Canto al menú de cervecera

Canto al menú de cervecera
JESÚS ANDRADE

Una ensalada mixta con un pollo resulta una comida completa con un alto aporte nutricional, que bien podría hacerse un día a la semana

Fermín Apezteguia
FERMÍN APEZTEGUIA

Está a punto de comenzar la temporada de cerveceras y la mejor noticia que cabe esperar de una sección como ésta, dedicada a la nutrición, es que sí, que se puede y que, además, resulta sanísimo. Un menú consistente en una ensalada mixta, aunque sea la más sencilla a base sólo de lechuga, cebolla y, como mucho, un poco de tomate, que es como la ponen en todos los sitios, acompañada de un pollito asado (para compartir, claro) constituye una buena opción desde el punto de vista nutricional para zampar un día a la semana. Se puede incluso disfrutar de algún pimiento verde frito y un par de patatas fritas, pero sin emocionarse, que tienen su carga. ¿Otra buena noticia? Un buen helado de postre no sólo se puede, sino que se agradece. Siga leyendo y sabrá por qué.

«Me parece un menú estupendo», valora la nutricionista Mónica Martínez, del centro médico Amárica IMQ de Vitoria. «La ensalada, incluso la más sencilla tiene muchos nutrientes y el pollo añade a nuestro menú un alto valor proteico», explica la especialista. El verano, que está a la puerta de la esquina, es para disfrutarlo... y el tiempo que tarde en llegar, también. Estas son las claves que ha de tener en cuenta cuando se siente a la mesa de una cervecera, más allá de la principal: la mejor comida es la que se hace en buena compañía.

Ensalada. Uno de los platos más completos que puede disfrutarse, a pesar de que las de cervecera son, posiblemente, las más sencillas que uno puede encontrar en cualquier restaurante. Por norma general, cuantos más colores tenga, mejor, porque cada uno de ellos es la representación natural de su principal componente.

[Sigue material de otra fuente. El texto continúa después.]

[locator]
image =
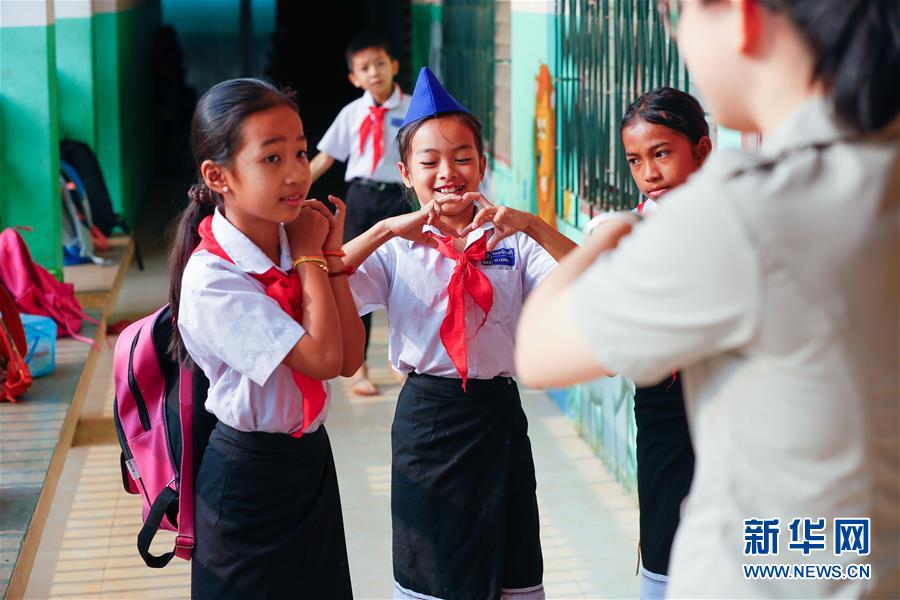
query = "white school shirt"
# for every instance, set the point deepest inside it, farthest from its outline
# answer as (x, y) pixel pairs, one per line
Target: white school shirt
(771, 280)
(238, 336)
(341, 141)
(410, 280)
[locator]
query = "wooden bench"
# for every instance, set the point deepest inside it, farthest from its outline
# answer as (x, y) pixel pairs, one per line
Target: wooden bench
(97, 286)
(37, 431)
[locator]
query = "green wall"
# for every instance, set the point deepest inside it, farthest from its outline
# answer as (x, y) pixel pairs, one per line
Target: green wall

No importa. El 85% del contenido de la lechuga, la cebolla y el tomate es pura agua, pero el resto, calorías, nutrientes básicos y sensación de frescura y saciedad.

Pollo asado. Uno de los platos más jugosos y apetecibles, con abundantes nutrientes y el beneficio añadido de que –aunque siempre hay excepciones y ésta sería de las raras– gusta a toda la familia. Rico en proteínas de alto valor biológico, contiene minerales como potasio, fósforo, magnesio, hierro y vitaminas C, B12 y ácido fólico, esenciales para la vida. Es además carne blanca, pobre en grasa. Tiene dos inconvenientes, pequeños. La piel, tostadita y con su jugo, gusta, pero es mejor evitarla. Contiene la mayor concentración de grasa (48%) que puede encontrarse en el animal y se considera que en ella se acumulan sustancias no deseables, como agentes contaminantes, farmacológicos y hormonas. Hay quien asegura que no es tóxica y que sale al mercado con todos los avales sanitarios. Lo lógico es que así sea, y bien cocinado tampoco tiene por qué dar problemas, pero desde el punto de vista nutricional, el exceso de grasa parece razón suficiente para retirarla en el plato. El otro inconveniente es la salsa, un mejunje que no se sabe exactamente con qué se elabora y que sólo aporta calorías puras y duras. Si no se resiste, allá usted, pero el consejo profesional es «fuera salsa y piel».

Patatas fritas. Hay que reconocerlo: son mmm... Muy ricas. En casa, cada uno tiene sus trucos, pero las de cervecera también gustany entran fenomenal. Pero son un peligro, una bomba calórica. Absorben mucho aceite, que no es más que grasaza añadida y quizás no de la mejor. Con el aceite de la ensalada, que posiblemente sea de oliva, tiene suficiente.

Pimientos verdes fritos. Es difícil resistirse a ellos, pero como las patatas, acumulan demasiado aceite. No se pase, pero tampoco se prive. «Con uno o dos va bien», permite Mónica Martínez.

Cerveza. Es la cosa de la cervecera, aunque no debe olvidarse que se trata de una bebida alcohólica, de baja graduación, bien,pero no quita la sed. 100 mililitros contienen 42 kilocalorías, lo mismo que un refresco de cola. Cada uno es responsable de su salud.

Sorpresita. Y el mejor postre, lo prometido, un helado, «que el frío ayuda a hacer la digestión». Evite los cremosos y de chocolate. Mejor los caseros y de hielo. ¡Y a vivir!